Notwithstanding this setback, the government’s total war against the private auto opened on a new front later in the month when it announced that, while no other new taxes were planned for the immediate future, import duties on cars, already staggering, would be doubled on January 1, 1983.

Environmentalists, it must be admitted, have said that it is the sorry state of our ageing vehicles that is a main source of pollution in Athens, and new duties will force drivers to hold on to their old equipment. Giving no quarter to this, the government announced its intention to put into effect enforced, authorized car check-ups, a matter proposed some time ago, but never implemented. Some believe that this psychological warfare is being employed so that if the government decides to call for mandatory filter systems on all vehicles, drivers will, by that time, acquiesce to the cost in order to preserve their sanity.

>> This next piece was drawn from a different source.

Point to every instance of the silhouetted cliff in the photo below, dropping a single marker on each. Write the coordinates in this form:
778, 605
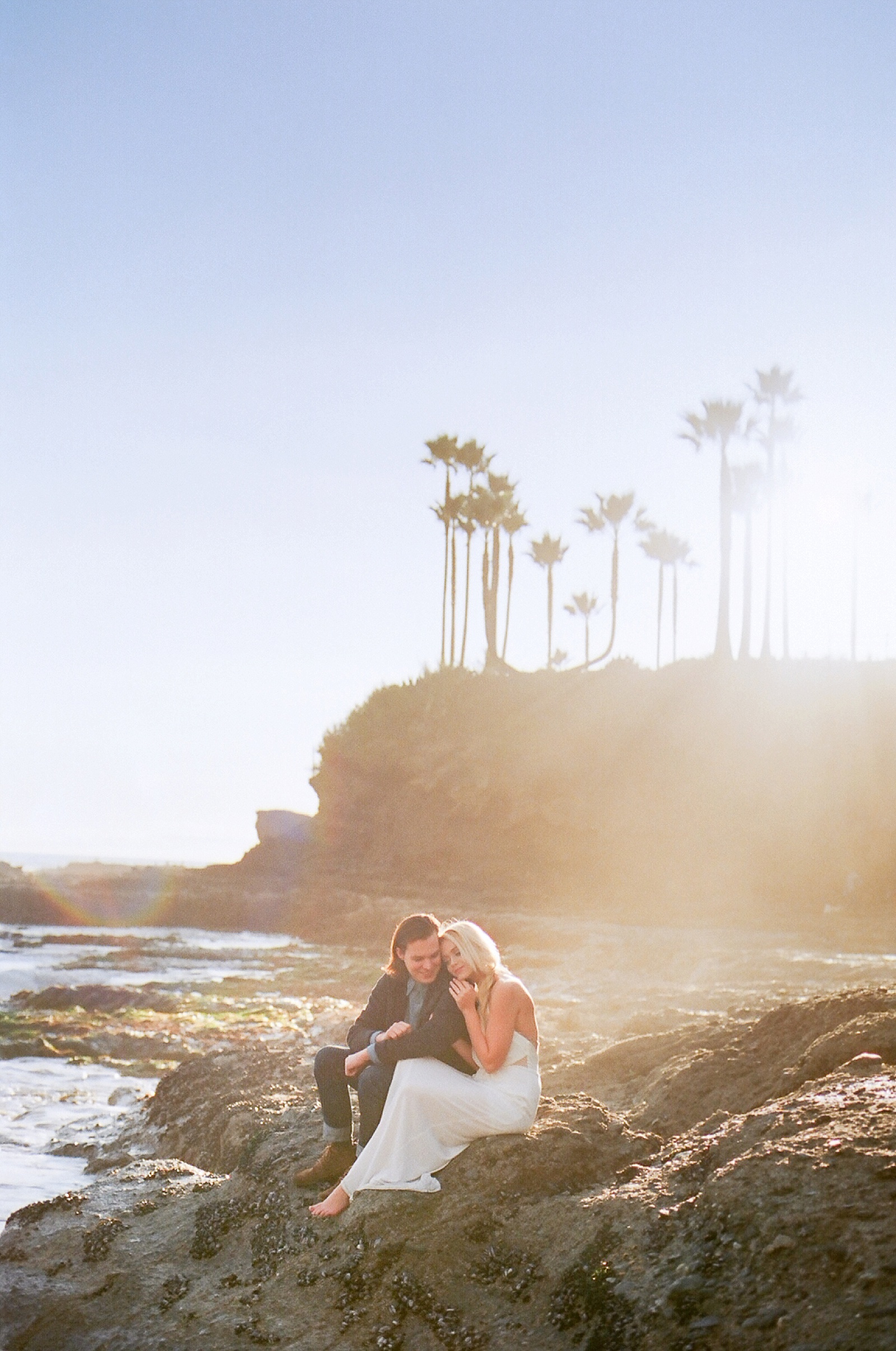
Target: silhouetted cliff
701, 791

Victory, however, is not quite in sight. Last month, a group of foreign anti-pollution experts blandly expressed the opinion that the causes of pollution in Athens have never been rationally studied. A week later, the Minister of Public Works said that no plan or project has ever been prepared to solve the city’s traffic problem. Both statements, therefore, seemed to imply that all measures taken so far have not been based on reality. Greek reality, as is known, is something else. If many felt, at this point, that the whole situation was back to square one, they may have been over-optimistic. It was announced late last month that there are probably over six thousand cars operating now in Athens with counterfeit license plates. How the faculty is going to handle this kind of student indiscipline remains to be seen.

There is no reason to despair. All traffic restrictions will be lifted for a month starting on December 15. This is to accommodate shoppers (and shopkeepers) around Christmas and New Year’s Eve, and those that derive their names from SS Eleutherios, Dionysios, Evgenios, Stefanos, Vassilis, Theodosias and John the Baptist. As these, along with Christos, Christina, Manolis, Fotini and Fotis — constituting about half the total population of Athens — all celebrate their namedays during this period and expect callers at home, bearing sweets and flowers, there can be little done at the time other than driving around the center of the city. No doubt, a strict government warning will be directed at the nefos to follow upright, Christian principles during this festive, holy season.